Saturday, September 11, 2021

8 september 2021

Observed from Fremont Peak on this weekday night, as it seemed to be the only reasonably clear night during the new moon period.  It's a bit of a sacrifice to observe during the weekday, with an early rise to get children to school, a busy workday, and then to drive through traffic for 2-3 hours to reach the site.  I needed to take a couple work calls once there and used up all my monthly data!  I arrived at 6pm to open up the hot observatory and give the 30-inch mirror some chance of being close to ambient by nightfall.  

After opening I hopped on the calls and ate my salad and sandwich, fending off a swarm of hornets who were after the food.  I then tried to plan my observing run.  Steve and Mark gave me some recommendations of some planetary nebulae, a few of which were plotted in my atlas.  I had intended to view GJJC1, a PNe in the great globular cluster Messier 22.  Even though I held the finder chart in my hand while packing for the outing, I did not find it in my bag.  So I tried to adjust accordingly.  Unfortunately, poor seeing and variable transparency--and the difficulties of moving the Challenger scope--forced me to change my plans through the night.

M22: Looked glorious at 166x, many fine stars, but I noticed some waves of seeing ripple through the view, a bad omen...


NGC 6642: Intensely bright, triangular core with many stars massed there, with more stars radiating out in all directions, but especially to east and west.  Fairly small.  Very rich field. 
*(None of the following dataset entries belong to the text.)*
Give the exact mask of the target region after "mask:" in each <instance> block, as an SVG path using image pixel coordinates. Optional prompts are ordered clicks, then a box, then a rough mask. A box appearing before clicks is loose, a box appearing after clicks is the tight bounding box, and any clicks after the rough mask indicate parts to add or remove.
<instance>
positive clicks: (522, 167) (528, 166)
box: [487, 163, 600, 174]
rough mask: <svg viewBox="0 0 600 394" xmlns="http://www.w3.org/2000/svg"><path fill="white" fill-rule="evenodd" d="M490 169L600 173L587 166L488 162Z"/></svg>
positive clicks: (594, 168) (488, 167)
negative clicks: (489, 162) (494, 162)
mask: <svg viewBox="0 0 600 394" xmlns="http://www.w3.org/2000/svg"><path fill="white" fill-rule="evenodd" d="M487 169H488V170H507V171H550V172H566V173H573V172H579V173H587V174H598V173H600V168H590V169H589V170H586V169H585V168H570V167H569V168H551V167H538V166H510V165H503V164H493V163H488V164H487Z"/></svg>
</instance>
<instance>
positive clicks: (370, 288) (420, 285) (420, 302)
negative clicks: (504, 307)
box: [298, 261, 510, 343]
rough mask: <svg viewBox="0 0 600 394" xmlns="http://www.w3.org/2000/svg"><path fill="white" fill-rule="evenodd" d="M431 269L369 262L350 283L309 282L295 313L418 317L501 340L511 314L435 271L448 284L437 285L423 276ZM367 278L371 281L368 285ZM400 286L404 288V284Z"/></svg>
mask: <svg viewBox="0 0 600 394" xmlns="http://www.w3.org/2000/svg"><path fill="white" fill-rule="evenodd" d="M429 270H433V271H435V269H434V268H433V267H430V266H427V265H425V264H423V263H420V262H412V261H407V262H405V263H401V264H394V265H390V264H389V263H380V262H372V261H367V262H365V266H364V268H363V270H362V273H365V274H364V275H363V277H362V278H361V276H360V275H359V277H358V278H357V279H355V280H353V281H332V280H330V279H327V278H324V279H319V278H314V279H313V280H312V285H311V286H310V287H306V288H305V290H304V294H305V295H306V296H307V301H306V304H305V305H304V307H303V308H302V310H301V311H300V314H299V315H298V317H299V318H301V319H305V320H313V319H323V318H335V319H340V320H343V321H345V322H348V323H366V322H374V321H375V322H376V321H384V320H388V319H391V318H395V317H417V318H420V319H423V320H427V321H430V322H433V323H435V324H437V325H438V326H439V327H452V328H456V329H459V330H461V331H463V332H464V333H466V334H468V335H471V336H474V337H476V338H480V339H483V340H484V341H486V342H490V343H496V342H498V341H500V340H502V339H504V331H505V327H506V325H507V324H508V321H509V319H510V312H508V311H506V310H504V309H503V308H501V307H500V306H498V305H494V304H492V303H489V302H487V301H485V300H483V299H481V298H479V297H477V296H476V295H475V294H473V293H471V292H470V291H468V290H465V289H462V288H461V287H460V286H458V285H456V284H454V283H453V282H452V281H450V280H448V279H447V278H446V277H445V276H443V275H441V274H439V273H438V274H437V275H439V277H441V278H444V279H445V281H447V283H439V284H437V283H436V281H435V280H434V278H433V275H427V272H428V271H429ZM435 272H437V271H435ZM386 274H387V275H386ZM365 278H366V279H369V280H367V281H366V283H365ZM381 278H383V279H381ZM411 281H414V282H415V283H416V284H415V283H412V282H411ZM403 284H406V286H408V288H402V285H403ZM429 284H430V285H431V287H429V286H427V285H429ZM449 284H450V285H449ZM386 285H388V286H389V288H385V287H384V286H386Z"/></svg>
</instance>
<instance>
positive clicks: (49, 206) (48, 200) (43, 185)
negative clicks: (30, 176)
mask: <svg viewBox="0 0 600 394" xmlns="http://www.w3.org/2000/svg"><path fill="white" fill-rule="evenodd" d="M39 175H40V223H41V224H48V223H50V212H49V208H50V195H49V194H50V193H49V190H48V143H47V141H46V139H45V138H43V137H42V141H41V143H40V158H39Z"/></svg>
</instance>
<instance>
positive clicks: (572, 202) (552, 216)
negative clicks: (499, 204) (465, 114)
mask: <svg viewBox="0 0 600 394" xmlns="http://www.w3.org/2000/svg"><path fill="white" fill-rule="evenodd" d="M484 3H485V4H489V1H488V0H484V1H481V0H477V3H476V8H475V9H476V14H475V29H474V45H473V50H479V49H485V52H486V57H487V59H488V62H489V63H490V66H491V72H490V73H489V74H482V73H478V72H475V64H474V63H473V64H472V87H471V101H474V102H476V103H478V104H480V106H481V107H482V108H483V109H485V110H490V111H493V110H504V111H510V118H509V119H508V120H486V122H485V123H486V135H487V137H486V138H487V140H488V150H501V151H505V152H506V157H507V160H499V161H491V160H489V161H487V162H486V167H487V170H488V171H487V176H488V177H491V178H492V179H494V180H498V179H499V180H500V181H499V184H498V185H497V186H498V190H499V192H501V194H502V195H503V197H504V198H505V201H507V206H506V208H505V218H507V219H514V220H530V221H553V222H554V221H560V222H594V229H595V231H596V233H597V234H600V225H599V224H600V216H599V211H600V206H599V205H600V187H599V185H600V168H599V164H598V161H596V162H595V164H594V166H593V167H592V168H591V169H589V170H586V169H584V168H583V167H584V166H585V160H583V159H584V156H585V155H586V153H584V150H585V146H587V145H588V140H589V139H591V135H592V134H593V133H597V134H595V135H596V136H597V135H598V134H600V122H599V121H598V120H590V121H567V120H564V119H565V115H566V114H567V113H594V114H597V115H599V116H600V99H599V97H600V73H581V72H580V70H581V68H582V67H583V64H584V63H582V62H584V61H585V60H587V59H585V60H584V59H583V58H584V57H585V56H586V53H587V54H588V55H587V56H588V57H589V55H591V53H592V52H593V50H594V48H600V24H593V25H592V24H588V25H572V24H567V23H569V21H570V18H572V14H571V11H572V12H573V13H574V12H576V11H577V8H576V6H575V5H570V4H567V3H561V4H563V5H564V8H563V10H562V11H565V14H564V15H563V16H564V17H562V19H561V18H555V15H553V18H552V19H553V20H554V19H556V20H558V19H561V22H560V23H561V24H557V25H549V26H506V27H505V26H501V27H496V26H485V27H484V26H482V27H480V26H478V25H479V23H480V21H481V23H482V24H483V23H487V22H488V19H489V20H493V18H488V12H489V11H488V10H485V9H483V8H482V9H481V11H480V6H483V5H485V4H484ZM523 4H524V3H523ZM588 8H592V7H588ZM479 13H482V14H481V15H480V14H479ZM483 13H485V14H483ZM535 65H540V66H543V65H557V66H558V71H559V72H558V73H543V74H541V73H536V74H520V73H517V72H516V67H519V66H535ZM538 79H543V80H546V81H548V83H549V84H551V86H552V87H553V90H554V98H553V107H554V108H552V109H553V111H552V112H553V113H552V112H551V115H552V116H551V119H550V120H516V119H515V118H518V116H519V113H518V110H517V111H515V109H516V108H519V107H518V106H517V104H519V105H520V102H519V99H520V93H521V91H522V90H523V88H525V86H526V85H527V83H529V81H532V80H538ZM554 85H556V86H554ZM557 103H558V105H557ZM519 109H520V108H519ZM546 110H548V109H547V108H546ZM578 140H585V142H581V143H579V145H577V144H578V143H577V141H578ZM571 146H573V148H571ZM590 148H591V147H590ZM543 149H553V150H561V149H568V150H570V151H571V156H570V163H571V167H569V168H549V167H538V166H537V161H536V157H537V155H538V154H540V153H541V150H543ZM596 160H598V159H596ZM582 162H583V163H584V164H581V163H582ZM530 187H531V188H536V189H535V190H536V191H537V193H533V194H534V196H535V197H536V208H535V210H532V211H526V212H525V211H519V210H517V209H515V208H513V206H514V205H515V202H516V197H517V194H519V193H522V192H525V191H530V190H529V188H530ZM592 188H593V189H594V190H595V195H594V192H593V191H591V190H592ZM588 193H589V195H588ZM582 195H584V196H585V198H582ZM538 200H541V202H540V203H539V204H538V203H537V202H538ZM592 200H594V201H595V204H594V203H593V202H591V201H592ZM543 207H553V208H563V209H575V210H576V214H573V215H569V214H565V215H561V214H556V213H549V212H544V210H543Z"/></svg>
NGC 6629: Small, round, intense blue color with sharp edges, blinking, central star easily seen. 

M27: Decided to point further up for better seeing and transparency.  With OIII, this is a very large, green colored nebula, looking like a dual-handled sippy cup, with many wisps and swirls and billowing bulks of cloud.  Several faint stars inside, and along the annulus. 


Abell 68: Small, round, blinking, fairly faint (as compared to NGC 6629), soft edges.  281x

IC 5097: Did not find a galaxy at this location as was plotted in Interstellarum, only some clumps of faint and barely resolved stars.  It turns out there is no galaxy, just the faint group of stars.

IC 1375: Elliptical with 3:2 and a choppy / mottled core.  281x. 

Zw II 123: I had the perception of a faint, very small, non-stellar smudge in the area this was supposed to be, using 281x.  In SIMBAD it is listed as a radio galaxy, Bmag 14.8.  Interstellarum sometimes does this, plotting objects based on catalog brightness without much differentiation as to visual appearance in amateur scopes. 

NGC 7077: Pretty bright core, elongated 3:2 ENE-WSW, thin diffuse halo.


NGC 7081: Moderately bright core, faint diffuse halo, nearly round, bracketed by a line of stars.  

Andromeda G1: Once found (a pretty long star hop from the core of M31), easily saw the triangle of the globular and two stars, the globular larger and non-stellar.  My first M31 glob.  I thought to make a project of it (I have a finder of M31 globs) but was discouraged by some patches of thin cloud starting to move in overhead. 

NGC 70 group. Not much to say about each individual galaxy, all "faint fuzzy" patches, but it was fun to spend time looking and having a new galaxy swim into view.  From my field sketch as this finder, which I looked at only later, I found NGCs 68, 70, 71, 67, 67A, 69, 72, 72A, 74.  Did not see the other catalog designations.


It was now near midnight and there was more high cloud starting to spread in from the west.  It was just early enough to decide to drive home without being over-tired, so I quickly closed up the observatory and headed home.  Happy to get out but disappointed I couldn't do more.